*Carlos Russo Jr.
A “Montanha Mágica”, de Thomas Mann, é um romance intelectual, ou seja, um romance de ideias, que nos fala sobre o tempo e a vida, sobre a doença e a morte.
“Concebi-o, inicialmente, como uma sátira humorística, numa atmosfera de morte e, mesmo, despreocupação”, que ele, Mann, vivenciara ao internar-se e à esposa por algum tempo no sanatório de Davos, em 1914, um pouco antes da Guerra.
“Seria uma viagem à decadência; contudo também a busca da ideia do homem, o conceito de uma humanidade futura que vivenciou o mais profundo conhecimento da doença e da morte” (Mann).
Em 1915, entretanto, Thomas Mann interrompeu seu trabalho, e ficou indeciso sobre a continuidade do romance. Pensou mesmo em descartá-lo. Afinal, ele apoiara a sanha guerreira de sua Pátria. Chegara a vender uma propriedade para ajudar o “fundo de guerra” do Kaiser e a romper com seu irmão, o também escritor socialista Heinrich Mann. De repente, suas convicções se abalavam.
Todos esperavam uma guerra curta, mas ela se prolongou, provocando um morticínio e destruição jamais vistas, que somente uma próxima guerra, a de 1939/45, superaria. Será esta realidade que atingirá o cerne de Thomas Mann e ele se metamorfoseará em um cidadão e escritor democrata e pacifista convicto.
“A Montanha Mágica”, interrompida em 1915, será reescrita e concluída somente em 1925, por este “novo escritor”.
E a história de Hans Castorp se transformará num enorme romance de mais de seiscentas páginas; aquilo que seria uma obra cômica transformou-se numa transição histórica trágica.
Hans Castorp visita o primo Joachim no Sanatório destinado ao tratamento de tuberculose, em Davos, nos Alpes suíços; vitimado de uma simples anemia, Castorp vai aos poucos mostrando sinais de uma possível tuberculose e acaba estendendo sua visita ao sanatório por meses e, afinal, anos.
Nesse período Castorp, pouco a pouco, conquista o que ele chama de “liberdade da vida normal”. Desliga-se do tempo, da carreira, da família e é atraído pela doença, pela introspecção e pela morte. Ao mesmo tempo, amadurece e trava contato mais profundo com a política, a arte, a cultura, a religião, a filosofia, a fragilidade humana e com o caráter subjetivo do tempo (um dos temas mais importantes da obra) e com o amor por certos olhos quirguizes.
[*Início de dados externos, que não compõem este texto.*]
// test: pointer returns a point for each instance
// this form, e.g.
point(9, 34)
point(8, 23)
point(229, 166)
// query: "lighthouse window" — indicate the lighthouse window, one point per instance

Castorp é um espelho do que a guerra realizou com o psique de um dos maiores escritores alemães.
Já o sanatório é um microcosmo da Europa, tanto no pré quanto durante a guerra. As numerosas personagens do livro são representações de tendências e pensamentos burgueses que lá predominavam. Settembrini (humanista e enciclopedista) e Leo Naphta (um jesuíta totalitário), encabeçam a maior parte dos debates.
Essências:
1. Afinal, o que era o humanismo para Mann?
Era o amor aos homens, nada mais, nada menos, e por isso mesmo implicava também a política, a insurreição contra tudo quanto mancha e desonra a dignidade humana.
Haviam censurado ao humanismo o apreço exagerado pela forma, mas ele cultivara a bela forma por amor à dignidade humana, em esplêndida oposição à Idade Média, que vivia não somente entregue à misantropia e à superstição como também enfeada por uma ignominiosa falta de forma.
O humanismo, primo-irmão do iluminismo, desde os seus primórdios defendera a causa do homem, os interesses terrenos, a liberdade do pensamento e o prazer de viver, opinando que o céu, por motivos de equidade, pertencia aos pardais.
2. Sobre a natureza, paz espiritual e ponderação burguesa.
“Na minha natureza sempre houve certa inclinação para a seriedade e uma determinada antipatia contra as manifestações robustas e barulhentas”.
Resquiat in pace me parece mais simpática que Vivat, crescat, floreat, com sua alegria ruidosa.
A ponderação burguesa autêntica de Mann, tão bem espelhada em “A Montanha Mágica”, somente se alterará com a barbárie praticada pelos nazistas, nas décadas seguintes.
3. O que esperar da análise psicológica.
Mann possui uma invervenção de extrema importância sobre a psicanálise; a análise psicológica é boa como instrumento de esclarecimento e da civilização; é boa enquanto liberta, quando abala convicções estúpidas, dissipa preconceitos naturais e solapa a autoridade. É boa, em outros termos, enquanto refina, humaniza, enquanto prepara os escravos para a liberdade.
É má, muito má mesmo, quando estorva a ação, quando prejudica as raízes da vida e se mostra incapaz de lhe dar forma.